Minister of Immigration, Refugees and Citizenship John McCallum spoke to reporters on Wednesday, after giving an update on the resettlement process at The Canadian Club in Toronto.

He said the government is aware of the importance that the arriving refugees are not "jumping the queue" over others, or receiving more help in terms of housing and social support.

"On the one hand we want to welcome the refugees with open arms and make them comfortable and make them productive," McCallum said. "On the other hand we are aware that other Canadians may have been waiting a long time for social housing.

"We don't want to put the refugees at the front of a queue, where other Canadians have been lining up. We don't want to give them instant citizenship, when others have been waiting.

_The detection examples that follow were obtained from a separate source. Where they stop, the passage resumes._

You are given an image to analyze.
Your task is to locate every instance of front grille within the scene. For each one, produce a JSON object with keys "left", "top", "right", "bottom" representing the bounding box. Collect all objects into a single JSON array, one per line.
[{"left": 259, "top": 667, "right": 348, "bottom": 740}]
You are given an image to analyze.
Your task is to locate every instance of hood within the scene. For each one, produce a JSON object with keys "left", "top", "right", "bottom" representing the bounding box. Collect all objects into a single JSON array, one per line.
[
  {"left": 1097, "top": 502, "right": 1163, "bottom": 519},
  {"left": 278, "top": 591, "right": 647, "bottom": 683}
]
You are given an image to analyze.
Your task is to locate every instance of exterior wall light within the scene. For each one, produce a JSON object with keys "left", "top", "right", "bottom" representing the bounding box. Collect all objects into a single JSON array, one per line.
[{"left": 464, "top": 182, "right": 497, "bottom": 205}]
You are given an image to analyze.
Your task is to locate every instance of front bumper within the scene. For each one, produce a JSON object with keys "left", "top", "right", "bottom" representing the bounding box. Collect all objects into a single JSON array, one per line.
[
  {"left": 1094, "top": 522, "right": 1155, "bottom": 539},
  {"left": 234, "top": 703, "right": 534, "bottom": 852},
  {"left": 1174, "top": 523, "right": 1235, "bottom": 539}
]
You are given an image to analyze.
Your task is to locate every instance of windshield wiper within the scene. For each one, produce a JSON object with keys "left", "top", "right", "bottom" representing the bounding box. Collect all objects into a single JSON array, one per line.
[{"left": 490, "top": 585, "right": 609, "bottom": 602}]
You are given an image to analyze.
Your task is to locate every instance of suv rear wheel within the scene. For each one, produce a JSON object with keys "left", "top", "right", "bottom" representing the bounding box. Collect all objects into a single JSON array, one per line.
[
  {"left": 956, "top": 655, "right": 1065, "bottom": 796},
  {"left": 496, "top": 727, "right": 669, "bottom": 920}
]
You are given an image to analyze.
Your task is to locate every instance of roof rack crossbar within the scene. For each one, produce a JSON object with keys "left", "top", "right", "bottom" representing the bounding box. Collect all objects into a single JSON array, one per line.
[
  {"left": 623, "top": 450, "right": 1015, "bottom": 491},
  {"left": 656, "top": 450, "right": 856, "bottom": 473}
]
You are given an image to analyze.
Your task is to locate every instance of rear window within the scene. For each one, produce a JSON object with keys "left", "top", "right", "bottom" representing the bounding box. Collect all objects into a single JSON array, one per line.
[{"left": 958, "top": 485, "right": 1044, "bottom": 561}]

They will have to join the queue like everybody else." Upon arriving in Canada, refugees are granted permanent residency.

The minister also addressed the request from several Canadian cities for a pause on the influx refugees.

Settlement agencies in Vancouver and Ottawa have asked for a temporary halt as they work to process the new arrivals and find housing for them.

McCallum said the refugees will be sent to other cities and towns that are ready and willing to take them in. "There are many, many places in Canada that are crying out for refugees," he said.

He said refugees can now be diverted to Quebec, New Brunswick, and Saskatchewan, which are all welcoming government-sponsored refugees.

He said he recently came back from the town of Hampton, N.B., where the community has two apartments ready and funds totalling $70,000 to help refugee families.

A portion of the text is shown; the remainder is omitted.